Stories of the American Dream

When immigrants leave their homes to come to the United States, it is not because they are expecting a free ride. They do so because they believe in themselves and they trust their dreams will be fulfilled.
Pablo Calonge — Everything changed with a click
""Every goodbye is sad. I remember perfectly the night before I left, partying with my friends. Then I went home to say goodbye to my parents, tears and hugs…I asked them not to come to the airport to say goodbye. I didn’t want to cry anymore."

This is how Pablo Calonge's story begins, as he remembers the night before leaving his beloved land, Spain. In 1995, Pablo decided to leave Spain to study for a year in Colorado. After completing his studies, he moved to work in Mexico. It was there that he met his wife.

Watch and learn more about Pablo's story, in this new episode of “Stories of the American Dream”. Find out what made him return to the United States, and how he plans to live in his retirement."
Luis Astorga — My Motorcycle
"I left Mexico looking for a better life. Leaving my family, my culture, all my friends was the most difficult thing. Smugglers got me across the border. It was not easy at all. I had to go through a lot of hardships, humiliations, real danger.

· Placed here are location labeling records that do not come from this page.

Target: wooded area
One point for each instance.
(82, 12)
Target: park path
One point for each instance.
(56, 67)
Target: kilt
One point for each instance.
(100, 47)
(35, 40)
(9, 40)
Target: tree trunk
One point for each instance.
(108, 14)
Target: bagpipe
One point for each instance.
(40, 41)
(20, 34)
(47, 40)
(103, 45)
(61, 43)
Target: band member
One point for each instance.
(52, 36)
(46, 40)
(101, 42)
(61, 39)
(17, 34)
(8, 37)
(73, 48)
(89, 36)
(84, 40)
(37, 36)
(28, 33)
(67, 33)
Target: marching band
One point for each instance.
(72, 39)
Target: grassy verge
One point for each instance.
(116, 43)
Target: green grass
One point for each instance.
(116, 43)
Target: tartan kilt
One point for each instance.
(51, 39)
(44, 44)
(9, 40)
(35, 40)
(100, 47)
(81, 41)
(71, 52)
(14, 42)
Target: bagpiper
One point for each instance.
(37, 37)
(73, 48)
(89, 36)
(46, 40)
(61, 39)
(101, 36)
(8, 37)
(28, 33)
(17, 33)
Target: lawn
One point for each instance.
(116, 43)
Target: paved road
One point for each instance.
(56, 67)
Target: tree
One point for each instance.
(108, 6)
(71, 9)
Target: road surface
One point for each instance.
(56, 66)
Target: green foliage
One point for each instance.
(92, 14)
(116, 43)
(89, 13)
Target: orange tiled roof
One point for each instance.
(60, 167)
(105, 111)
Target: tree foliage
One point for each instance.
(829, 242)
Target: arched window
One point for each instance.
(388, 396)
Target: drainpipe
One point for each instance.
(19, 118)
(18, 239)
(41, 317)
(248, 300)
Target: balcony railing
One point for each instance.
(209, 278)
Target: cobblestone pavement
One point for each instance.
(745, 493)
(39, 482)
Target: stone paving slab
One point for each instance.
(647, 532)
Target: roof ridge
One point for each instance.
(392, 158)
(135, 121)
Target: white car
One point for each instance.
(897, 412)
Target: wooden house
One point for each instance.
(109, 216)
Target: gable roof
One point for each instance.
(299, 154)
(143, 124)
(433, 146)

My first job was making roofs. I realized that the US was not an easy place, I would have to work hard. Now, I still do drywall and interior construction work framing, but now I have my own company.

I was 18 when I came to the US. Six years later I bought my first house. That was an incredible joy for me."
Jose and Carla — Welcomes and Farewells
"Jose – "I arrived in 1992, exactly on Holy Thursday, I remember it because the next day I had to work, and it was Good Friday…. In Honduras, we never had to work on that day. I had never worked on that day before, but with the need to earn some cash, I opted for working on Good Friday, Saturday, and Sunday."

Carla – "Twenty years ago… Everything changed. We were always thinking about going back to Honduras, but our son was born, and everything changed for us""
Beatriz Mendoza – Verses in the water
"Beatriz Cortizos loves her Colombian land as much as writing. When she was young, the heart of this poet and narrator, invited her to live in Argentina, because it was the land of Borges and Soda Stereo, but her reasoning led her to the United States.

She worked in all kinds of jobs until she managed to enter the communication world. Today, she writes verses and has her own pool cleaning company, along with her partner and husband. For Beatriz, her son Martin, has been the best gift that life has given her while living in the United States."
Ana Leon — When I left Cuba
"Leaving Cuba was so sad. In those days, when a person left Cuba, his family used to say, “I buried a family member,” because when you decided to leave, you knew you couldn’t come back, and you didn’t know when you would have any news of your family again.
The hardest job I got in the United States, was raising my children alone. I traveled from Venezuela to the United States because, I separated from my children’s father… I came to a new country, to start over again, learn a new language, and raise my children alone as a mother and father.
You have a lot of positive things in this country, but you must do your part."